An early task is to become familiar with the physical characteristics of the land. Nothing will help better than map-drawing. Relief maps are of great service as showing the mountainous nature and the effect of this on private and public life. Ancient Greece was about two hundred and fifty miles in length from north to south and one hundred and sixty-five miles at the most from east to west. It lies between the thirty-sixth and fortieth parallels of latitude, corresponding very closely in distance and latitude to our coast as it extends from the partition line of the Carolinas up as far as New York City. A comparison of the area of Greece with that of the pupil’s own State is desirable. For instance, while the area of New York State is about 48,000 square miles, Greece contained but 21,000. And very early in the course the fact should be brought out that this tiny territory, in the greatest days of its people, was never united politically, but divided into rival States, really nations, each only about as large as one of our counties. A wholesome corrective to our American boastfulness over size may be found in the slightness of area and population of this marvellous land, which has contributed so many more than its proportionate share of mighty men.
Races and Migrations.
Pelasgian, Mycenean, Achæan, Dorian,—such was the order of the peoples who made Greece. The Greeks, or Hellenes, in whom our interest is centered, belong to the two last of these groups. The Pelasgians concern us in the high schools only as much as the men of the stone age in British history. The Myceneans we know only from the ruins of their towns. That in some respects they were ahead of the earlier Achæans might be pointed out. The relationship of the historic Greeks to the other races of Europe and their kindred with ourselves are important. We feel strange toward Egyptian and Babylonian, but are cousins to the Greeks. The teacher who happens to know Greek might show the similarities of Greek and English speech in the common homely words of everyday life.
Epic, Myth and Legend.
Most of our pupils have heard in the lower schools something of Homer and his “Iliad” and “Odyssey”; and the stories of some of the gods and heroes are more or less familiar. When the teacher comes to the Homeric poems he will not be able to interest his young charges very much in their higher criticism; but he would do well, if time allow, to use the special topic and report method here. The story of the “Iliad,” the theme of the “Odyssey,” and certain characteristic episodes from each might be read to the class by pupils assigned to such duty. A similar course may be taken with regard to the legends of the heroes and gods. One interesting story read will be worth a week of mere recital of the twelve labors of Heracles, or the dry account of the fact that Perseus had something to do with Medusa, and Bellerophon with the Chimæra.
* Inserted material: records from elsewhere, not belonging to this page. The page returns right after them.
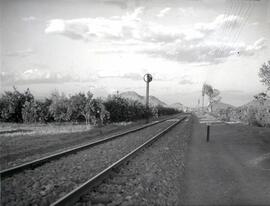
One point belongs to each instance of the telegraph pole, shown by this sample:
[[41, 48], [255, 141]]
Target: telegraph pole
[[147, 78]]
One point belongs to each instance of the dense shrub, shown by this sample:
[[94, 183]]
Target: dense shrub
[[12, 104], [23, 107], [122, 109], [166, 110]]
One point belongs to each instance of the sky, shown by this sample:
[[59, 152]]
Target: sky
[[105, 46]]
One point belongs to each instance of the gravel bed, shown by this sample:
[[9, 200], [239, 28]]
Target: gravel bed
[[45, 184], [21, 149], [153, 177]]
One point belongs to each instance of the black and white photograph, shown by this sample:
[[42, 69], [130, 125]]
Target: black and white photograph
[[134, 102]]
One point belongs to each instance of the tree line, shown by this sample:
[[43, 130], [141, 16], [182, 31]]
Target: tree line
[[16, 106]]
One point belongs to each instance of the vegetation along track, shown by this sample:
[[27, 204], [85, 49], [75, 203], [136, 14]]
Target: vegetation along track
[[53, 180], [40, 161]]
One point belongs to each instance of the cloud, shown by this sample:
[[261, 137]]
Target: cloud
[[163, 12], [129, 33], [132, 76], [29, 18], [204, 53], [189, 11], [20, 53], [117, 28], [185, 80], [36, 76]]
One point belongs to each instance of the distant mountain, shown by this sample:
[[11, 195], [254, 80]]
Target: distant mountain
[[256, 104], [135, 96], [177, 105]]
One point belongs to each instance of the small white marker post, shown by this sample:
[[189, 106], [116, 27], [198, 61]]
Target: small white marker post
[[147, 78], [208, 132]]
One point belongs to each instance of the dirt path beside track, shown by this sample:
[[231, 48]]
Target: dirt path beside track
[[227, 170]]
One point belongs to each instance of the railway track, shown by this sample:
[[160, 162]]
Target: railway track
[[74, 195], [38, 162], [45, 184]]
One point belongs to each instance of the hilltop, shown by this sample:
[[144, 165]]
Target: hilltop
[[256, 104]]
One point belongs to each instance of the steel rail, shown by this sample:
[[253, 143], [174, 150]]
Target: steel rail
[[38, 162], [72, 197]]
In these times of slighting of the ancient world it is well to reflect how many of the commonest allusions of literature, and even of political editorials, depend for their meaning upon some knowledge of the Greek stories. We speak of “hundred-handed” (Briareus) or “hundred-headed” (Hydra) evils of municipal mismanagement; we talk of “cleansing the Augean stables”; Cyclops, Siren, Gorgon, Chimæra, are household words. We owe it to the children not to let them escape into life without some ability to grasp the content of such daily allusions.
Early Politics.
Mention has already been made of the petty size of the typical Greek State. The marvel is that the Greeks did so much while so divided. We shall speak of “city states.” Some child will run away with a notion of something like New York or Boston with its suburbs. Make them feel that all Greece never had as many people as New York City.
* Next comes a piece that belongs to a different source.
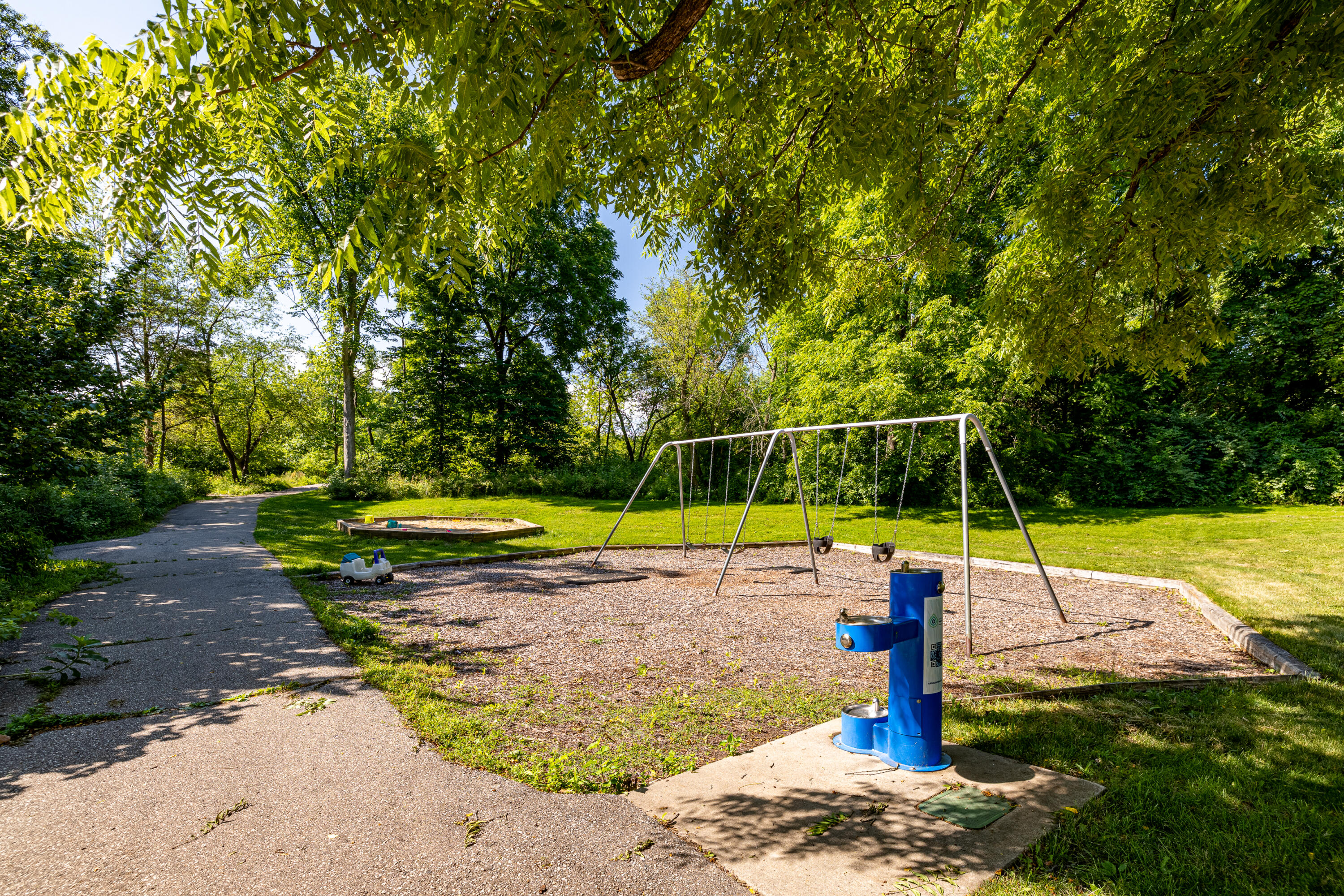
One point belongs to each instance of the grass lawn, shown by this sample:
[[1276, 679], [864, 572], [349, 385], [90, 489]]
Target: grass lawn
[[1229, 790]]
It was the intense Greek individualism which kept the States apart. The difference between Greek individualism and that of the Englishman or American should be indicated. The latter is personal. The Greek was swallowed up in his State, that was his unit and his love.
The progress through monarchy, oligarchy and tyranny to democracy is rightly made much of in the books. (Compare the “tyrant” with our “boss.”) When we come to the development and the glories of the Greek democracy a large degree of caution is needed. In the writer’s opinion there is a good deal of glamour about this so-called democracy. The best Greek never dreamed of manhood suffrage, or the rights of man as man. In his view never were “all men created free and equal.” Athens in her best days had but 30,000 voters, and refused citizenship to all outsiders, even fellow-Greeks from across the nearest border line. Slavery was one of the corner-stones of society. So far as it went, the democracy of Athens was of the pure type. That should be made plain when reached. While our modern democracy, save for minor phases, is representative and not pure, the fact remains that the nineteenth century has brought to birth the only real democracy. And that is one point of our superiority over the Greeks and of more importance than our mechanical and scientific advantages.